Ой, мамочки, как тяжелеет голова и ничего не видишь, лишь бы дотащиться… нет, надо маму, человека на всякий случай, нет, одной нельзя… как будто пальцами на веки кто-то, на виски… спустив к ногам, перешагнув шуршащий ком, она легла ничком и обняла подушку… Таких на ее долю мучительно-бредовых сновидений еще не выпадало: шли чередом кощунственные мерзости, которым не могла найти названия; будто частицы, составные элементы самой нечистой крови — зазубренные диски, прожорливые черви, рогатые тельца — атаковали полчищем ее огнем охваченную матку, то вдруг приснилось, будто у нее уже раскрылось и плод скользнул и выпал — все! пуста! Забрали запросто, не дав и пискнуть… она усилилась проснуться, вырваться из этой мертвящей трясины, из клеевой массы без дна, но сон не отпустил, не разомкнул зубов — глухая липкая воронка безбожной круговерти заглатывала звуки, запахи, всю жизнь.

Хоть кто-нибудь пускай, любой прижмет к себе, затиснет, даст знание, что ты не одна, что ты ему нужна, как маме.
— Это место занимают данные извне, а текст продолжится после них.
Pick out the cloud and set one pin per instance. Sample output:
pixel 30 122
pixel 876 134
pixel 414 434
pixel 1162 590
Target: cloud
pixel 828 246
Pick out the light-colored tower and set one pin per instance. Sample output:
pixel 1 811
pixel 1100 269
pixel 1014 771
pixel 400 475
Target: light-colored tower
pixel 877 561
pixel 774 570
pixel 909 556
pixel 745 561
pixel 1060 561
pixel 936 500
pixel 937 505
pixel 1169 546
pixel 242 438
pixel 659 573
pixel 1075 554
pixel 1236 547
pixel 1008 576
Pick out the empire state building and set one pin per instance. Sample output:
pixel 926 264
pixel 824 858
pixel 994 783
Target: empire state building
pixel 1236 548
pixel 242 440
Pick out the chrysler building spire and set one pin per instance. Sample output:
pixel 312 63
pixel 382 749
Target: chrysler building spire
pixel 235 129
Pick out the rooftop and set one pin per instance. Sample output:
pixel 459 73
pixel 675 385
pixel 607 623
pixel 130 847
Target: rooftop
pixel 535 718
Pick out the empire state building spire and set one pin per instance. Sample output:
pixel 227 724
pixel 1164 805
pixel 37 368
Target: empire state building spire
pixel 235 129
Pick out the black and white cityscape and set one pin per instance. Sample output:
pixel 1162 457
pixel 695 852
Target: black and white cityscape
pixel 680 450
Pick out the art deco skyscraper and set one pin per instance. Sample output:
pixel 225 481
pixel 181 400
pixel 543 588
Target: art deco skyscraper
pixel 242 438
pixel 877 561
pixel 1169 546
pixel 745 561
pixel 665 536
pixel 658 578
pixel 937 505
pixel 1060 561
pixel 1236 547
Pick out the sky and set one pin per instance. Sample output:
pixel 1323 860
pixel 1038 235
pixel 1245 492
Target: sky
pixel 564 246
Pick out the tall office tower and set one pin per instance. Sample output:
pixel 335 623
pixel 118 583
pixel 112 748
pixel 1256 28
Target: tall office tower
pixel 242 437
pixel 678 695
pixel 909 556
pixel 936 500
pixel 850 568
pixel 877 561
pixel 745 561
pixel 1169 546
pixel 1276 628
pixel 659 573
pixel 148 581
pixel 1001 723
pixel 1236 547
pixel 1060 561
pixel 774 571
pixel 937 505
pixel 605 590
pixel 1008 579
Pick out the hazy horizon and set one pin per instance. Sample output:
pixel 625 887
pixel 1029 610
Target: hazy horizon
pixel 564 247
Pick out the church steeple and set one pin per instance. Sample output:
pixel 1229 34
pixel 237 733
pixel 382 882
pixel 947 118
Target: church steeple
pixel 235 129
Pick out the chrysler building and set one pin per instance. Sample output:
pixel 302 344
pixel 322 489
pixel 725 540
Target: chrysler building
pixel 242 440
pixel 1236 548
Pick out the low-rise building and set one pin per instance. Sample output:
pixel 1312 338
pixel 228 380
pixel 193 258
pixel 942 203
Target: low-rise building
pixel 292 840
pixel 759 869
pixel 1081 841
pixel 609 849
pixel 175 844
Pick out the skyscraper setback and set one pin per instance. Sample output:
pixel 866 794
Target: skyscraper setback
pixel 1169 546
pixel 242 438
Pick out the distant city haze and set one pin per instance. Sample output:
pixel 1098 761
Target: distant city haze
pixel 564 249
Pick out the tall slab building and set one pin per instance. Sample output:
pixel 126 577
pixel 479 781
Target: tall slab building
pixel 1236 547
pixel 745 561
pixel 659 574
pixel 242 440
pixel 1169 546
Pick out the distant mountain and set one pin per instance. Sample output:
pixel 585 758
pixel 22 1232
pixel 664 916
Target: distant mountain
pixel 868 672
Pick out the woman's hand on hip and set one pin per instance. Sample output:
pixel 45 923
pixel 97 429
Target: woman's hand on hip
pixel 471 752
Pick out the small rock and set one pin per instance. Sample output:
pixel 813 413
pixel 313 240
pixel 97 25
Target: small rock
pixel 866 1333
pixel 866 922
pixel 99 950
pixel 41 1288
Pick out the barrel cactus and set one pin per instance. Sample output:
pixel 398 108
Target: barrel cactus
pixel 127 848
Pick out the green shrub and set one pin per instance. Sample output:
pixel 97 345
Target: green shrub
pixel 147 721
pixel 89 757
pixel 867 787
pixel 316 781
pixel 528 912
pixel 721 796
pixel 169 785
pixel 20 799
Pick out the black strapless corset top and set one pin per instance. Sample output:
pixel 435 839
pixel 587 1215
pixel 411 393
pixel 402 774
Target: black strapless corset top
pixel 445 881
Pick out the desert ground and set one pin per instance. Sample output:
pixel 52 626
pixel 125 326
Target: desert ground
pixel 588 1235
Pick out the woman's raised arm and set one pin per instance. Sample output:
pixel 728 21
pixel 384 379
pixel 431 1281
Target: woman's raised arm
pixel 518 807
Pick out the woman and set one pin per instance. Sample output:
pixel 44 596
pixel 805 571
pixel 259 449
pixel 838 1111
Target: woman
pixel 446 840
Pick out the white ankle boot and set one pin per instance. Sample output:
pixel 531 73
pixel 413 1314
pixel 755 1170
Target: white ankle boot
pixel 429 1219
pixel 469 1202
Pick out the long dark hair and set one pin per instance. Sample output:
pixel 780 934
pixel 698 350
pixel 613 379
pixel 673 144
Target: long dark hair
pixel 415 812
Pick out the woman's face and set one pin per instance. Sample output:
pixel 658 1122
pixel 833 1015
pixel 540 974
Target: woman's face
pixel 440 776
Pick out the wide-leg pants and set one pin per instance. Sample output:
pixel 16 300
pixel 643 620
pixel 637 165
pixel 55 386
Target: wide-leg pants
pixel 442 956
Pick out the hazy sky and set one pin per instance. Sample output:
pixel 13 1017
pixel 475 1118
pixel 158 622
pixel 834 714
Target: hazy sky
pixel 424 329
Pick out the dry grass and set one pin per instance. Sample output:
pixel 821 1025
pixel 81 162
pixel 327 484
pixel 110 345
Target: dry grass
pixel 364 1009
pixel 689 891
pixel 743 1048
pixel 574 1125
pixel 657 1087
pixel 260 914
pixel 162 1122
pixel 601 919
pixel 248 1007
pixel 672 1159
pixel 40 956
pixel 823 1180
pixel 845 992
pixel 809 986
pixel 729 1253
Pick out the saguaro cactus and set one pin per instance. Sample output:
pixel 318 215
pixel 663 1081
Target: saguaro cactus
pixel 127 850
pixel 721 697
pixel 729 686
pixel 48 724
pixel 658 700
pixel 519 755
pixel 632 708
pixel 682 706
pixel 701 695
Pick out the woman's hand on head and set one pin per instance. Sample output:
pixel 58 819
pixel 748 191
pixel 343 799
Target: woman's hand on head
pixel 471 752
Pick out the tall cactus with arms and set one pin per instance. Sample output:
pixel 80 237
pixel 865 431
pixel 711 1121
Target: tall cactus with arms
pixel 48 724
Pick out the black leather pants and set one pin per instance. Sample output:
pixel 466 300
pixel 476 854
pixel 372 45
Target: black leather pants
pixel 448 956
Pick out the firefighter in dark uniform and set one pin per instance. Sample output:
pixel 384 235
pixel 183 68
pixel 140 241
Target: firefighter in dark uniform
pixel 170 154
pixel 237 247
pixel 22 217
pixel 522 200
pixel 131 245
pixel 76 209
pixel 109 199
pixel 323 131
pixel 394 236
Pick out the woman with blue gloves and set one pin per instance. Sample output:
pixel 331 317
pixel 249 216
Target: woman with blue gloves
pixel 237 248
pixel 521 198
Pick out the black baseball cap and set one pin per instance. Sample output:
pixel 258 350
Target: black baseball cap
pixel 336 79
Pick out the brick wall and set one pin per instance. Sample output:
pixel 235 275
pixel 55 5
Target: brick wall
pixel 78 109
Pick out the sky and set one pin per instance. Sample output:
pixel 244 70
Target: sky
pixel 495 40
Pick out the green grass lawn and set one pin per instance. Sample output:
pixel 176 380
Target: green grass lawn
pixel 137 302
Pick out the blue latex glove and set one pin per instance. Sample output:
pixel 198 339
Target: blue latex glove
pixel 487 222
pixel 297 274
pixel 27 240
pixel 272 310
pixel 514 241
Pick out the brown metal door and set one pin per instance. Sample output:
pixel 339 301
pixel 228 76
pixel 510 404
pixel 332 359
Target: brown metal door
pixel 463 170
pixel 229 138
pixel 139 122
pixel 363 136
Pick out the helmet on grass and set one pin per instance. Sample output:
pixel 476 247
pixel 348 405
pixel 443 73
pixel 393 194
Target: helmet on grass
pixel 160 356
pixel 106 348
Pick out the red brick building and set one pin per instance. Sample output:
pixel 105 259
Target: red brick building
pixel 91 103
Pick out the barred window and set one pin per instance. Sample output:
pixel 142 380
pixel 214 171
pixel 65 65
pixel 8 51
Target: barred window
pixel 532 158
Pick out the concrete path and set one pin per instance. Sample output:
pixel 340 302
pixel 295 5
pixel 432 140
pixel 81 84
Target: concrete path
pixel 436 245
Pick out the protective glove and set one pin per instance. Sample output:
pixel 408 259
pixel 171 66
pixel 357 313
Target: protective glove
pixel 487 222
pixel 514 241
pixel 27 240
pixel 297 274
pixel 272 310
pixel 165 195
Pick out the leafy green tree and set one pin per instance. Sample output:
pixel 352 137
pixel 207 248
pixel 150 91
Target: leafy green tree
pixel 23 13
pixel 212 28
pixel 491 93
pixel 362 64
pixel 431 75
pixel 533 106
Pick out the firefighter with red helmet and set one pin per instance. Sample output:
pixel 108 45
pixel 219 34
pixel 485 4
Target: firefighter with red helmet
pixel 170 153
Куда-то ушла вся радость подчинения вышней воле, которая не причинит вреда, которая закроет, защитит; мгновенно схлопнулось открывшееся ей пространство неистощимой материнской ласки и заботы… не может быть, чтобы так стало пусто, Боже, — помоги.

4

Когда проснулась, поняла обратным слухом, что ночью страх, удушливая мерзость отступили — будто ее услышали, освободили. Не то чтоб совершенное успокоение она наутро обрела — нет, было далеко до совершенного, — но будто кто-то ей сказал: ну а чего же ты хотела? Разрезания ленточки? Горячего, с доставкой на дом счастья? Примите жаркий одеяльный сверток, распишитесь? Бойся, терпи — это теперь твое. Дано «в комплекте», неотделимой частью состояния, о котором просила. Спасибо надо говорить за этот страх. Страх — значит, не пустая. Пусть не кончается и не кончается, пусть будет за кого бояться. И совершенно ни к чему такая амплитуда колебаний — из оглушительного счастья в душевнобольное отчаяние, и так без конца. Зачем, когда лишь то и ясно, что предстоит усильная работа — передавать себя, кормить, — и ничего другого знать тебе и не положено? Тебя уже не бросили, тебя уже впустили.